ETHZilla Corporation(NASDAQ: ETHZ): A Deleveraging Sample of an ETH Treasury
ETHZilla Corporation was originally a clinical-stage biotech company focused on drug research and treatment development in areas like chronic pain, inflammation, and fibrosis. The company faced issues like cash shortages, poor liquidity, and slow R&D progress, with its stock price remaining low for a long time.
In August 2025, it raised $425-565 million through a private placement, with investors including加密机构 (crypto institutions) like Electric Capital, Polychain Capital, GSR, and Peter Thiel-related entities holding about 7.5%. These funds were directly used to purchase ETH and establish an Ethereum treasury. At its peak, ETHZilla had增持 (increased holdings to) about 102,000 ETH, worth approximately $210 million, with a per-coin entry cost of $3,841.
On November 13, 2025, ETHZilla began its first reduction of 8,293 ETH; on December 25, ETHZilla disclosed it had sold 24,291 ETH, generating proceeds of about $74.5 million. This transaction was part of redeeming outstanding senior secured convertible notes, making it the first sample of ETH treasury reduction. Currently, ETHZilla's ETH holdings are approximately 65,700 coins.

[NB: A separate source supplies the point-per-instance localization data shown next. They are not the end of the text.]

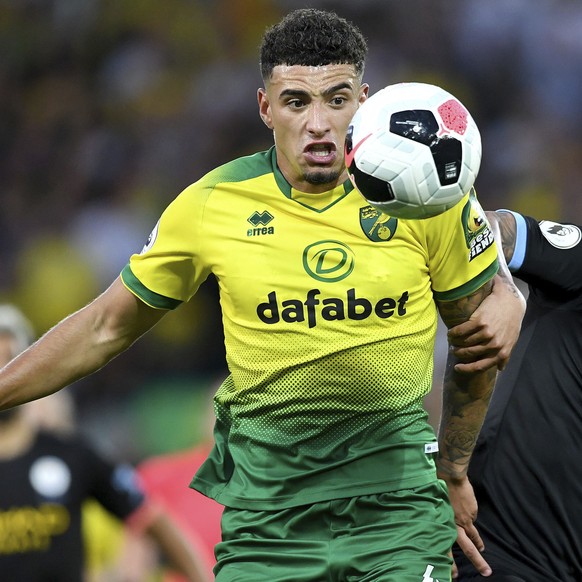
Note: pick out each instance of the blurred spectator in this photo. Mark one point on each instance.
(49, 474)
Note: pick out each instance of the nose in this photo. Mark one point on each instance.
(318, 119)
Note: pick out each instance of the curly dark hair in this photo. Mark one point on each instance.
(312, 38)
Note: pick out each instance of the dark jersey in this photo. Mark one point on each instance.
(526, 466)
(41, 496)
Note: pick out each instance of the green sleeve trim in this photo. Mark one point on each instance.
(148, 297)
(470, 286)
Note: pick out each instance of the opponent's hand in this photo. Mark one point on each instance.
(465, 507)
(487, 338)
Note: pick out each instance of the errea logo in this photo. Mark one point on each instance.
(260, 220)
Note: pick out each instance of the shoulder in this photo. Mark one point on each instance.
(240, 170)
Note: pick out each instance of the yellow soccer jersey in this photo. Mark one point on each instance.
(329, 320)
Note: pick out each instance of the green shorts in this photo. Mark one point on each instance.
(402, 536)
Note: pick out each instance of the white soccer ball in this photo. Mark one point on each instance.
(413, 150)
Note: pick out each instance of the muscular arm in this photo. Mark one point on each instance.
(78, 346)
(465, 401)
(487, 338)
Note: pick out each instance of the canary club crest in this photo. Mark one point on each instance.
(378, 227)
(478, 235)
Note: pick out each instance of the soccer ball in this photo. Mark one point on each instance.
(413, 150)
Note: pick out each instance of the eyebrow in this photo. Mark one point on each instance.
(301, 93)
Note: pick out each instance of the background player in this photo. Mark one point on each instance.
(48, 477)
(524, 467)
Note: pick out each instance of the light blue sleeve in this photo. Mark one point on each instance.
(520, 241)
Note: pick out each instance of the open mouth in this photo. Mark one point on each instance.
(321, 152)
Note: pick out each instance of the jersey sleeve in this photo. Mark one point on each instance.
(548, 256)
(169, 269)
(462, 254)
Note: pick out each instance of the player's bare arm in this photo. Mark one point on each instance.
(79, 345)
(488, 337)
(465, 401)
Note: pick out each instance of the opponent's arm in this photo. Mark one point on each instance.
(465, 401)
(488, 337)
(77, 346)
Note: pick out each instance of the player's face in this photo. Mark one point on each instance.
(309, 110)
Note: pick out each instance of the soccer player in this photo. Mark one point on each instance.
(46, 479)
(323, 456)
(524, 468)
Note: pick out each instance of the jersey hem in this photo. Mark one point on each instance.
(328, 494)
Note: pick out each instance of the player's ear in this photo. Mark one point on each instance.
(264, 108)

Similar to Empery, ETHZilla also embarked on the path of被迫卖币去杠杆 (forced coin selling for deleveraging). But the company is accelerating its转型 (transformation) towards RWA (Real World Asset tokenization), focusing on auto loans, home loans, land/commercial real estate, etc., with its first RWA token product expected to launch in early 2026, attempting to重塑价值 (reshape value) through business innovation.
Conclusion
The above are just a few representative samples, most of which are in the middle tier of the industry. They neither have the capital market pricing power of a company like Strategy, nor can they exit the stage悄无声息地 (silently) like the smallest companies. Beyond them, some smaller, structurally weaker DAT companies have already悄然消失 (quietly disappeared) in this round of correction;还有一些 (there are also) some companies that originally planned to transform but hadn't真正落地 (truly implemented) a treasury strategy, and have chosen to press the pause button after the financing environment suddenly tightened, even announcing termination before the project even started.

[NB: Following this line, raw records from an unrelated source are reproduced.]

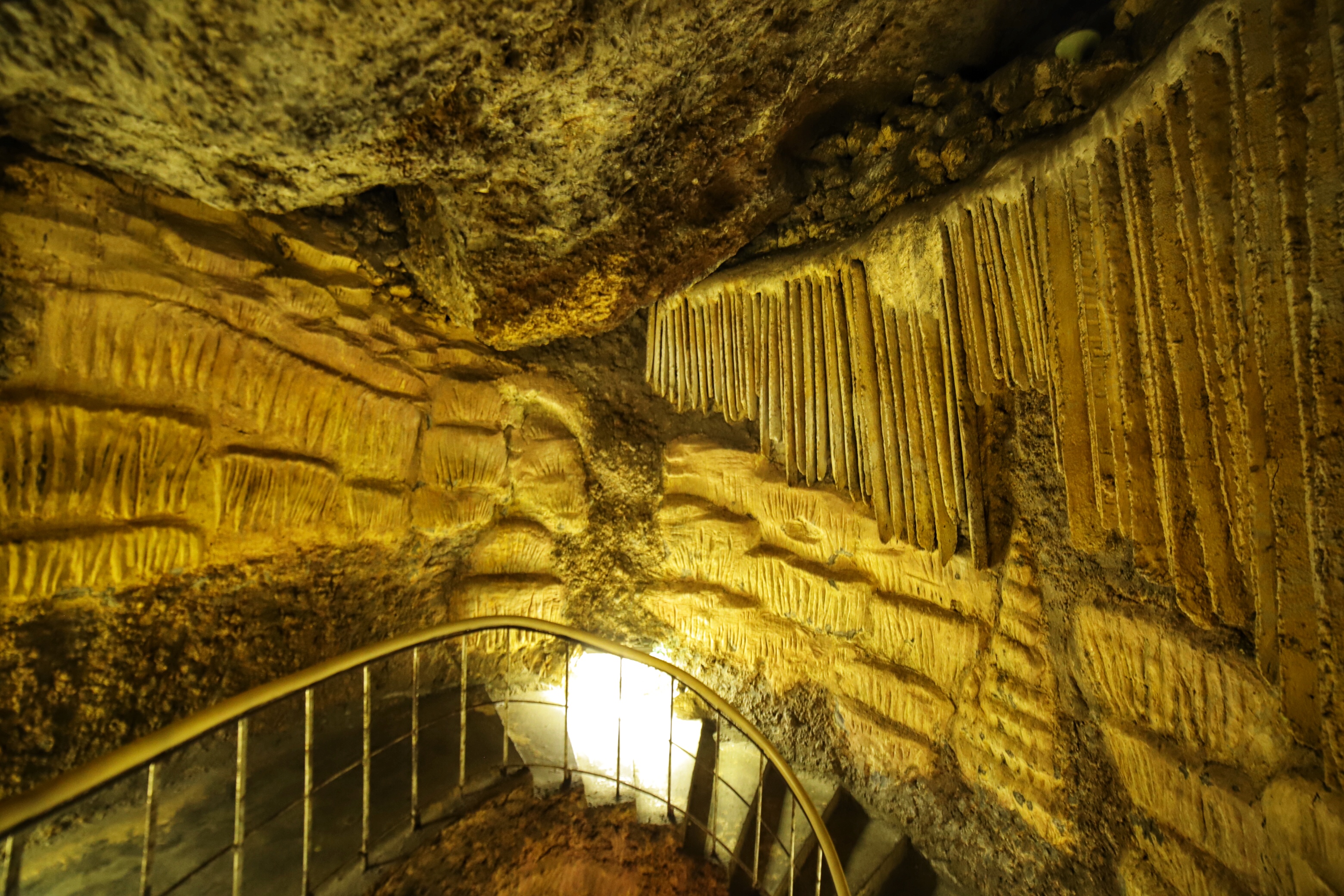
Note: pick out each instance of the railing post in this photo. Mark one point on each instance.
(11, 862)
(508, 669)
(308, 789)
(461, 734)
(620, 711)
(367, 766)
(671, 716)
(416, 738)
(714, 784)
(240, 805)
(147, 858)
(756, 853)
(793, 840)
(565, 740)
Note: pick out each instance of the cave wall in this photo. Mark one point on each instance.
(230, 449)
(1042, 563)
(1131, 336)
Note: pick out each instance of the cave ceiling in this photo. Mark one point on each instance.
(562, 163)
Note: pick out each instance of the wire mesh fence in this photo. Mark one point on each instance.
(317, 786)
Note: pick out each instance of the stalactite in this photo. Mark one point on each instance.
(1170, 279)
(843, 389)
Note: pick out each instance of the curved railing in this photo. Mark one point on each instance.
(256, 793)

The 2026 correction acts like a mirror, reflecting the fragility and resilience of the DAT model. Those companies that relied purely on "storytelling + leverage" to rise are now paying the price for their aggressive expansion. Crypto faith may still exist, but it must ultimately coexist with the reality of cash flow, leverage management, and business sustainability.
The gap between top players and small and medium-sized companies is being持续拉大 (continuously widened) in this process. Rather than saying this is the end of the DAT model, it is more like the starting point of its stratification phase.